I didn't expect it to be that hard. I am not, after all, the first quadriplegic on the planet. I wasn't surprised that the bountiful array of cupholders available for walkers or wheelchairs generally assume the user can extract the cup from the holder and convey it to the user's mouth. Most people can, but that's not what I need. We could rig something with a mic stand and boom, but I was hoping to find something a little more portable. I eventually located only two commercially-available devices that would attach to my chair or a table and hold a drink where I could get to it. Only one looked like it might work for me.
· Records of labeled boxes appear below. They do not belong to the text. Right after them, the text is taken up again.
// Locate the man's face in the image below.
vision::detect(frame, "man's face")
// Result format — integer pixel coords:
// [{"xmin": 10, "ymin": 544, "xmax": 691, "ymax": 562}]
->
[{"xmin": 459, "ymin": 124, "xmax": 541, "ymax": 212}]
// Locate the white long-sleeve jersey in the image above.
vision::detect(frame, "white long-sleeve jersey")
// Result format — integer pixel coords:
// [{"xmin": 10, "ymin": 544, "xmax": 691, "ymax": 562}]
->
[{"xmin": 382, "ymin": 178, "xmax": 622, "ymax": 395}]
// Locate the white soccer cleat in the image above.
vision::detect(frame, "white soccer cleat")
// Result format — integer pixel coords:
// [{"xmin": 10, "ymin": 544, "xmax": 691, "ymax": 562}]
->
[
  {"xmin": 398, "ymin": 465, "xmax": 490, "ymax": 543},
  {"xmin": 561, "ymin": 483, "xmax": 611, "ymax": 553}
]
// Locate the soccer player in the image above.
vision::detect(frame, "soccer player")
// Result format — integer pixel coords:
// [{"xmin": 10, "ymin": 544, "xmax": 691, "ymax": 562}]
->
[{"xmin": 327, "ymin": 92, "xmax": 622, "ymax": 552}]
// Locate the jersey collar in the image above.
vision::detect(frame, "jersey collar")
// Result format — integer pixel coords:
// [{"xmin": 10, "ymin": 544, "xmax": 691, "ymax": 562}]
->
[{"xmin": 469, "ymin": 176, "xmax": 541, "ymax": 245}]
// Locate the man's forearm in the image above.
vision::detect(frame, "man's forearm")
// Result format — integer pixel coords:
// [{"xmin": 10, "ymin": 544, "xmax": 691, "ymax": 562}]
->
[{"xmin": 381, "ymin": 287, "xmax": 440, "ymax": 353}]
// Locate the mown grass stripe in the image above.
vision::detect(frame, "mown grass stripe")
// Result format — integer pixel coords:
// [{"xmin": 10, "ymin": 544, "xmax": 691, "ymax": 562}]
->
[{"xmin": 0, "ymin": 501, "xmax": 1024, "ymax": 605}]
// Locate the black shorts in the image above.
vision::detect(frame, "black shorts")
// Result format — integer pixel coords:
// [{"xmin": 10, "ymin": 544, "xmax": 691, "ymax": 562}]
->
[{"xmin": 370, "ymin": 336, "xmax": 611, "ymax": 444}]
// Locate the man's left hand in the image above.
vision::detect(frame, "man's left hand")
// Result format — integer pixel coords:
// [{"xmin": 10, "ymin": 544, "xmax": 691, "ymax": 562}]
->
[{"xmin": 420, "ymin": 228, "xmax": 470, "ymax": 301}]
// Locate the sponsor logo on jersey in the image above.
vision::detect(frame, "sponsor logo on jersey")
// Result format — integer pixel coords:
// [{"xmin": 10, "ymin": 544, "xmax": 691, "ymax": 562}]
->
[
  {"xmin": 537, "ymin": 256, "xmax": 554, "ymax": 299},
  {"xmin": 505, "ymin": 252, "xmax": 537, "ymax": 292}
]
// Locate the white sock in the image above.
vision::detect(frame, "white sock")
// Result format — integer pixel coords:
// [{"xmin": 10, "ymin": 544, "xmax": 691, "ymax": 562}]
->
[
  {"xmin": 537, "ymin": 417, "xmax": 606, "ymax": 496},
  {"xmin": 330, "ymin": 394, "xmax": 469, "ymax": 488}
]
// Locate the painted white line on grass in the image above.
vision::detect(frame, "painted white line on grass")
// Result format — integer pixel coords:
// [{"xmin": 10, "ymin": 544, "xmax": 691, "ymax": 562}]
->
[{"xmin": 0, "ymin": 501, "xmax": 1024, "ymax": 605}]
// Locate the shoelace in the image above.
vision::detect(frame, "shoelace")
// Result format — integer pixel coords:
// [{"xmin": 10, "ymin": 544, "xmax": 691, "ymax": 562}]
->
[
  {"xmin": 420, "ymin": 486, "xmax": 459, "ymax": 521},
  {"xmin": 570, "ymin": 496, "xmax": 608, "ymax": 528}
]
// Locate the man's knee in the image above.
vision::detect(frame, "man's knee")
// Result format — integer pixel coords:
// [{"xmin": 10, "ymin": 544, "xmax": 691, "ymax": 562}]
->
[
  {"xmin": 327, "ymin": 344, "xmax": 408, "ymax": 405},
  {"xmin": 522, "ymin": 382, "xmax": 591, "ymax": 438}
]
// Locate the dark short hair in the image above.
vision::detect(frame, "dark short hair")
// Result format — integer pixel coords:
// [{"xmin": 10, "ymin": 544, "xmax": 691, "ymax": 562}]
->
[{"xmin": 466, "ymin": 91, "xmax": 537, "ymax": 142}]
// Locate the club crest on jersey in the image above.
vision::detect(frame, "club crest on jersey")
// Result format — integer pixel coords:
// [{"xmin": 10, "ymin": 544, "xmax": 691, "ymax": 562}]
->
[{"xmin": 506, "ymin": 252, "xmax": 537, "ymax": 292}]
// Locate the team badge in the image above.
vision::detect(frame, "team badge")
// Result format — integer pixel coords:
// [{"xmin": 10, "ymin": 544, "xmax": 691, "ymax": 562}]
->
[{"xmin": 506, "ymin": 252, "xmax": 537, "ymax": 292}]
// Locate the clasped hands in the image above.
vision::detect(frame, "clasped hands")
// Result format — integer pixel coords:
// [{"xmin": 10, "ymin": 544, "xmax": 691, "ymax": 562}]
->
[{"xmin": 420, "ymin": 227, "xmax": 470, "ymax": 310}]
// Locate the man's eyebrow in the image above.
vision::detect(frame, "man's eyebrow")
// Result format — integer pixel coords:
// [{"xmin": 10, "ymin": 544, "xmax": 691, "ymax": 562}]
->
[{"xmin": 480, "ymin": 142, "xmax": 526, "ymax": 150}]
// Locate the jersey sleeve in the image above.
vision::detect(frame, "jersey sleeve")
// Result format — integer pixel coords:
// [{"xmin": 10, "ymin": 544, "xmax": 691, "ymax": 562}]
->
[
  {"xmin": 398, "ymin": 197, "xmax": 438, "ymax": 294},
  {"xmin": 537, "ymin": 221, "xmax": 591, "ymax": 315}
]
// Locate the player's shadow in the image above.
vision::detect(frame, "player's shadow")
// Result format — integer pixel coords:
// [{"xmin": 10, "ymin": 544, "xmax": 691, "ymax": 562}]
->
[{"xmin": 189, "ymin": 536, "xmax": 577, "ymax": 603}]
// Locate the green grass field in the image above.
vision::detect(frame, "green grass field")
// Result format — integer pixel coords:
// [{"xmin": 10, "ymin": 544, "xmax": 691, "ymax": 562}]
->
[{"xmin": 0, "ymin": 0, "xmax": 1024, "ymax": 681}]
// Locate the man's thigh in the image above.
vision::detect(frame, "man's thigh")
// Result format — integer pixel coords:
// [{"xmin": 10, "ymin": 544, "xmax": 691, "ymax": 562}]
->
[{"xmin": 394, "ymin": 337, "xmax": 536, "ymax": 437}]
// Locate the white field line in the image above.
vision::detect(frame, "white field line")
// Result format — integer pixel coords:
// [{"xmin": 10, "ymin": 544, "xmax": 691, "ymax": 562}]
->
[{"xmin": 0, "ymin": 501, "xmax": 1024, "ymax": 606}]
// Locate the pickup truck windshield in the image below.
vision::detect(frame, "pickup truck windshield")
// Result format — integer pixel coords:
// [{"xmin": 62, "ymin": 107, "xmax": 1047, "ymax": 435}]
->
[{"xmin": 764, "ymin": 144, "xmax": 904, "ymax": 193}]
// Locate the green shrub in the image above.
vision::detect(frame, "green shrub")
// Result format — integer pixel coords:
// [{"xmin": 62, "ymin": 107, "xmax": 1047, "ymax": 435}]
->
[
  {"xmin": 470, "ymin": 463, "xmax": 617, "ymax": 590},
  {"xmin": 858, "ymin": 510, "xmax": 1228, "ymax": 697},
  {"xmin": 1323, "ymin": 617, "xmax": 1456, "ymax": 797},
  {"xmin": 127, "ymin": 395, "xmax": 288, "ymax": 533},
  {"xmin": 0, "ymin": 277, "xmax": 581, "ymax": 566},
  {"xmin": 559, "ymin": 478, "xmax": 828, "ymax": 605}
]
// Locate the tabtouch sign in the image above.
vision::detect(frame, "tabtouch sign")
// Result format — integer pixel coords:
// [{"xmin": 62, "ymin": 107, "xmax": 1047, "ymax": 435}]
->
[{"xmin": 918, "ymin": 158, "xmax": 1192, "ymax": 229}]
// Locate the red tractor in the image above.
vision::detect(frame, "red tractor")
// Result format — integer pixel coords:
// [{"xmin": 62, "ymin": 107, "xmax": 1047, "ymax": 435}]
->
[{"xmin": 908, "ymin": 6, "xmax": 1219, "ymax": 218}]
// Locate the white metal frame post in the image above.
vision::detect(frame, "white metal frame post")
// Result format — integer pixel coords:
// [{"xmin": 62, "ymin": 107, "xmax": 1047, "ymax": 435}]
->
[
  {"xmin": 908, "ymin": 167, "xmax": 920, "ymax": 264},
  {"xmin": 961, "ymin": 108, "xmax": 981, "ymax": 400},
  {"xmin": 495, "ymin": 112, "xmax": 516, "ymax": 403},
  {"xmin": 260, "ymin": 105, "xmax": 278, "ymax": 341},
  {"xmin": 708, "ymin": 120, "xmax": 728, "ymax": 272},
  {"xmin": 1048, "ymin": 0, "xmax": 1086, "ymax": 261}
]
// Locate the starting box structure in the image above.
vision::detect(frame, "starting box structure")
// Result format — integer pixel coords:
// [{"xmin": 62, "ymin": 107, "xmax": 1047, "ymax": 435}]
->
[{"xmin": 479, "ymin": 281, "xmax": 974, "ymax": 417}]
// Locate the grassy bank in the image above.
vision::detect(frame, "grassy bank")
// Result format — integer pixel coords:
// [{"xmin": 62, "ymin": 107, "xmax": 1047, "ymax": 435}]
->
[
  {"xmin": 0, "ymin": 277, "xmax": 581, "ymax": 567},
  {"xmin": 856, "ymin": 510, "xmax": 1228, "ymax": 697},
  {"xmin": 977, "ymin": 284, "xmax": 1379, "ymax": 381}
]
This particular example of assistive technology was intended to clamp onto a stroller or crib and hold a baby bottle, hence the Fisher-Price color scheme. So much for being inconspicuous. There was no choice of color. The plastic clamp is about as sturdy as it appears in the picture, which is to say, not very. It can support maybe 12 ounces of liquid in a lightweight cup. My 16-oz double-wall stainless steel insulated coffee cup with a full load of coffee is definitely not happenin'. It's huge and bright yellow and looks like, well, like a baby bottle holder. But it works. Scarecrow can load it up and go about his business, and I can drink whenever I want. I had forgotten how cool that was. If it makes my ginormous black Robo-monster power chair look even more ridiculous than it did before, Ch. MacTyke's Heartbreaker CD showed me I can deal with worse than that. Way worse than that.

In Patrick's immortal words, "Freedom is always fashionable." You've just gotta want it.